36" x 48" Oil on Linen

In October of 1877 several bands of Nez Perce Indians, who had fled Idaho in a brilliant but ultimately ill fated attempt to escape the US Army,  stopped and were trapped in North Central Montana in an area of coulees and willows.  The Nez Perce were caught just 40 miles from the US/Canada border and most thought they were safely across.  They were fatally wrong.  They were besieged by the US Army under the command of Colonel Nelson A Miles.  The area became known as the Bear Paw Battlefield and is near present day Chinook, Montana.  It later became a sacred site for the Nez Perce.  The Army was comprised of the 2nd Cavalry, the 7th Cavalry, and the 5th Mounted Infantry.  During the siege, over 300 of the people did manage to escape during the night to the North, into Canada and lived, for a time, with the Sioux and Sitting Bull.  Most of the tribe, however, being forced to stay, suffered greatly. 


After Chief Looking Glass, the War Chief who led the fight, was killed, Chief Joseph made the decision to stop the suffering and quit the war.  He gave an extraordinary and famous speech to the remaining tribal council.  That speech was transmitted verbatim to Col.

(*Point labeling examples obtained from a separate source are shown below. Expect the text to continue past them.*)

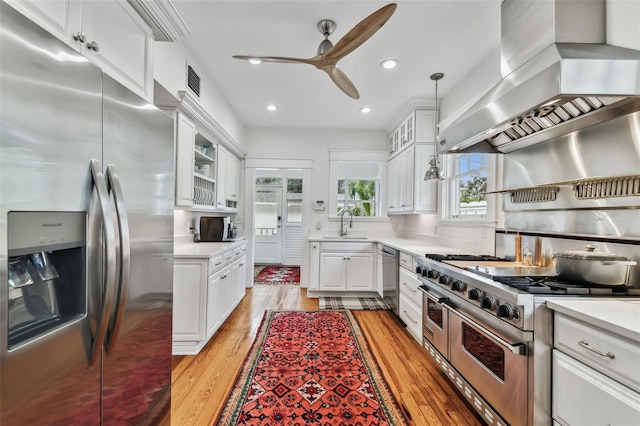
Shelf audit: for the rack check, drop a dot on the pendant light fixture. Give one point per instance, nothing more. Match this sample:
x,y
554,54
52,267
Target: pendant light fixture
x,y
433,173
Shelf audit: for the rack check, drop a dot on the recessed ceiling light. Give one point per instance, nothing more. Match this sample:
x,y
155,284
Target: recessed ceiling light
x,y
389,64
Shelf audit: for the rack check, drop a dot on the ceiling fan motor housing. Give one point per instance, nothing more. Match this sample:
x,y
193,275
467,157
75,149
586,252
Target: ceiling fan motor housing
x,y
326,27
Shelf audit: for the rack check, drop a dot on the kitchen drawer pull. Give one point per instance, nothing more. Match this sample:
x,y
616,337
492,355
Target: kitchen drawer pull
x,y
585,345
407,285
408,316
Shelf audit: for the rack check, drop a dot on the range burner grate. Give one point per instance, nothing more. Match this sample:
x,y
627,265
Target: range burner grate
x,y
546,286
467,257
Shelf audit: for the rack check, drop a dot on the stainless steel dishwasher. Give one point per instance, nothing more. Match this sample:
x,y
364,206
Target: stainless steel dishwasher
x,y
390,290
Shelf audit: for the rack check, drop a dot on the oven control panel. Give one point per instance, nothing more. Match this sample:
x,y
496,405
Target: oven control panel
x,y
483,299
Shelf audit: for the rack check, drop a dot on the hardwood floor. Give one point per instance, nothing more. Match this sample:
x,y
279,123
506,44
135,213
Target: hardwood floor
x,y
201,383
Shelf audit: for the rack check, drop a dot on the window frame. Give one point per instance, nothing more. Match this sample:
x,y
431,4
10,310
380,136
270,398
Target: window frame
x,y
450,195
335,158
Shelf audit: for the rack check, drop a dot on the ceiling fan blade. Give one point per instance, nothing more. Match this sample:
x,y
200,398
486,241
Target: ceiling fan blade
x,y
361,32
281,59
343,82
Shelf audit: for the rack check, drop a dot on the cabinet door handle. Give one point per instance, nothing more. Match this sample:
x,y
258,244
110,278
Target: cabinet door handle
x,y
408,316
80,37
93,46
585,345
410,289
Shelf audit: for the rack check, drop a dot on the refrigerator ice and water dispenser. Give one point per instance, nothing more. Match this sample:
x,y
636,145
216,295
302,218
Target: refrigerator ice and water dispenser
x,y
46,275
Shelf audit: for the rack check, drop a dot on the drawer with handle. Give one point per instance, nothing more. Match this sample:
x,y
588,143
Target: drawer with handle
x,y
614,355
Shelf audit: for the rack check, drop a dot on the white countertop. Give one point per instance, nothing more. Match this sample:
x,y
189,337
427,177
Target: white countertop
x,y
203,250
415,247
617,316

Miles by Lean Elk (aka: Poker Joe.)   Sometime later, Joseph rode with five warriors out of the swale onto a small bench to meet Colonel Miles, General Howard, and their staffs to surrender his rifle to General Howard as Colonel Miles and their staffs watched close by.  The General demurred and motioned that Joseph should Surrender to Miles. which was done.


 By that time, it was very late afternoon and the sun was "at the level of the prairie."